Hope. I thought I knew what the word meant. And I’ve practiced that “hope,” or what I thought hope was, since childhood:
“I hope I get an American Girl Doll for Christmas,” “I hope I’m not late to school,” “I hope I can find someone else in class who loved ‘The Magician’s Nephew’ as much as I did…”
To me, hope meant positive thinking that a desired outcome may come to pass.
In adulthood, my hopes continue in the same vein: “I hope I can find some good sales at the grocery store this week,” “I hope my brother is able to visit as planned,” “I hope my family can make it through this tough time…”
During the last few years, my infant son became chronically ill. Sleep-deprived, sorrowful, and watching his illness steal away a carefree childhood, I found myself hoping—more than ever before—for health.
But when the illness dragged on day after day, month after month, it became clear: hoping “for” is not what hope is all about. At any rate, it’s not enough to keep me going.
It is easy—so very easy—to hope for things. I can hope for health, food, toys, or security all day long. It’s no virtue; it’s just human.
In fact, hoping “for” can actually detract from the day-to-day joy of living. When I hope “for” something so intensely, I can tell myself “I’ll be happy when” I get the hoped-for thing. I no longer live in the present, and my circumstances fail to please. Too much hoping “for” erases gratitude for what I have.
At life’s low points, hoping “for” causes distress. When I face my son’s illness, what keeps me going is hoping “in.”
During Advent, when we wait with joyful expectation, when we hope, we’re not simply hoping for the birth of Christ. After all, that’s history. It happened already. Neither do we simply hope for Heaven. Sure, it’s a great thing to do, but it’s not what we mean by “hope.”
God became man. He suffered, died, and rose from the dead for our sake. He opened the gates of Heaven. We may be with him for eternity. But the point of all this, as we learn, is love. “The greatest of these is love” (1 Corinthians 13:13).

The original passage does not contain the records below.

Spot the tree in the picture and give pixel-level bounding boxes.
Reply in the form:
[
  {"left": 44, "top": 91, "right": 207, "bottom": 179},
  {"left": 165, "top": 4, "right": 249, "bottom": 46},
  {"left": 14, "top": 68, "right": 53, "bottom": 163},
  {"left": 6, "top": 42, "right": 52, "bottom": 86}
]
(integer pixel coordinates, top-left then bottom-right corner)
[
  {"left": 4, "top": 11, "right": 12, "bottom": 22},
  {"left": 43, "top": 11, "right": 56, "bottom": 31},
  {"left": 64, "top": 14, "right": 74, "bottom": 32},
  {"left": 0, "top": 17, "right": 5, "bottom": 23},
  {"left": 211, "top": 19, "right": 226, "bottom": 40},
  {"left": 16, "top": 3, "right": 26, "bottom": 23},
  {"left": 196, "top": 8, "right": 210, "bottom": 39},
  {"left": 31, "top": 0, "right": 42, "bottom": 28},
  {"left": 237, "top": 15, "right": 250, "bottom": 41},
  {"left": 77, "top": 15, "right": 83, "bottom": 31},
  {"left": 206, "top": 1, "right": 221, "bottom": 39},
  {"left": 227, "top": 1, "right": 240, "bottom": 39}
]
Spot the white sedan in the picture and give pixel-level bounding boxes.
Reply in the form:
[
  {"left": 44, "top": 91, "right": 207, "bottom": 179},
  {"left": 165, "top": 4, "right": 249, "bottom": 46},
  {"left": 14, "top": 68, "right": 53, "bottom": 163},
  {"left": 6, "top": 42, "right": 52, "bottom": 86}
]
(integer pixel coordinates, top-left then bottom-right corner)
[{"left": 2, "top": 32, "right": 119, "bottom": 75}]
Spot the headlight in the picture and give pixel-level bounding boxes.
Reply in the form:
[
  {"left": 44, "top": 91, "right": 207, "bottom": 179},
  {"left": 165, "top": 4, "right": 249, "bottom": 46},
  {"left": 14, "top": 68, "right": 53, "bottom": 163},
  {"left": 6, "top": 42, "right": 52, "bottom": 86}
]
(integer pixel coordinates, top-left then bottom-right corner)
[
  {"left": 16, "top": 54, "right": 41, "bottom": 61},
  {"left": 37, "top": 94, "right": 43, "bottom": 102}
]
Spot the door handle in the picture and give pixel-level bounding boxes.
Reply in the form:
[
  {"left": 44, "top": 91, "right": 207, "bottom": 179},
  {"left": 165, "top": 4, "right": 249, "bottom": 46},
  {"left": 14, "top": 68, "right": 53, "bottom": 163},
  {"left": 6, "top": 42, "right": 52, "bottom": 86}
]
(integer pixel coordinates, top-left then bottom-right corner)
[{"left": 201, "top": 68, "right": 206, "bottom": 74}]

If we believe that God exists, that he is good, and that he loves us, then we can know that he will use all things for good. He has a plan for our lives. Even our worst suffering has a great and joyful purpose. That is hope. We hope “in” his love for us. We hope “in” his strength to use our suffering — and to use my family’s ill health — for good, even if that good has not revealed itself yet.
Christmas is joyful not because it’s a day that a little girl might get an American Girl doll, but because God has given us reason to hope “in” him by historical fact. Candles and twinkling lights are appropriate not because they’re pretty decor but because without hope in God’s creative goodness and care for our individual lives, life—at times—can be bleak, utterly dark.
Hope in God is light in the darkness. It twinkles, it shines, it gives us just enough to keep on another day. And when we’re through the worst times, we can look back and celebrate because he triumphed in our souls by hope.
Go ahead and hope for things; it’s not bad. But that kind of hope is passing and can disappoint if the desired outcome is deferred.
True hope “hopes in.” This is the hope that endures and matters. This is the hope that foils the Grinch and leads us to proclaim like the psalmist, “Hope in God, for I shall again praise Him, my help and my God” (Psalm 42:5-6).